June 1, 2016

Lower energy prices continue to drive oil services consolidation

Oil services companies tend to consolidate when oil prices fall.

In December 2014, The Wall Street Journal wrote an article that asked the question, "Will cheap oil lead to big mergers?" At the time, oil prices had been down since June and industry analysts were expecting major merger and acquisitions to occur as a result. The writers cited significant oil crashes in the 1980s and 1990s, along with the slight decline in the mid-2000s, which caused leading enterprises to buy up smaller businesses. 

Why does low oil prices equate to more consolidations? 
Petrie Partners, a investment banking firm for the oil and gas industry, published an informative report that was shared on the Independent Petroleum Association of America's website, outlining the three unique waves of M&A activity in the oil services industry from 1980 to 2014.

These waves correlated to low oil prices, Petrie researchers explain, because there are more opportunities for larger companies to absorb smaller ones. Enterprises can cut costs and benefit from economies of scale, while participating businesses can visualize the trade due to good relative value as opposed to lower absolute value. Essentially, lower energy prices, means it is easier for the industry to consolidate and continue to profit.
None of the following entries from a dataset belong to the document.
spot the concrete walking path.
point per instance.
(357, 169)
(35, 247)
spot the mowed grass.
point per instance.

While every environment and company is unique, Petrie explained that the similarities in recent years to past events in history are too similar to ignore. The only predictions that could impede this M&A progress, the researchers say, would be further market volatility or rapid increases in prices.

What about today?
On May 19, industry oil prices fell yet again, as federal rate hikes lifted the value of the dollar, while crude faced losses due to supply outages from Nigeria's main oil terminals, according to Reuters. Furthermore, Technip, a French project management, engineering and construction company for the energy industry, and FMC Technologies, its U.S. rival, announced they would be merging. 

The companies announced that the newly combined company will be called TechnipFMC and will seek to revolutionize the production and transformation of oil and gas. Doug Pferdehirt is the current president and COO of FMC Technologies. Following the merger, he will assume the role as the CEO of TechnipFMC.

"This transaction will allow us to deliver even greater benefits to our customers through a broadened portfolio that provides a unique set of integrated technologies and competencies that are underpinned by a history of developing rich partnerships and creating customer success," Pferdehirt said. "We look forward to rapidly bringing together the outstanding employees and cultures of both companies, as well as the complementary capabilities of our organizations, to position the combined company at the forefront of a new generation of solutions for the oil and gas industry."

This merger will allow the companies to diversify their revenue mix and drives cash flows, along with accelerate growth and industrywide innovation while oil prices continue to decrease.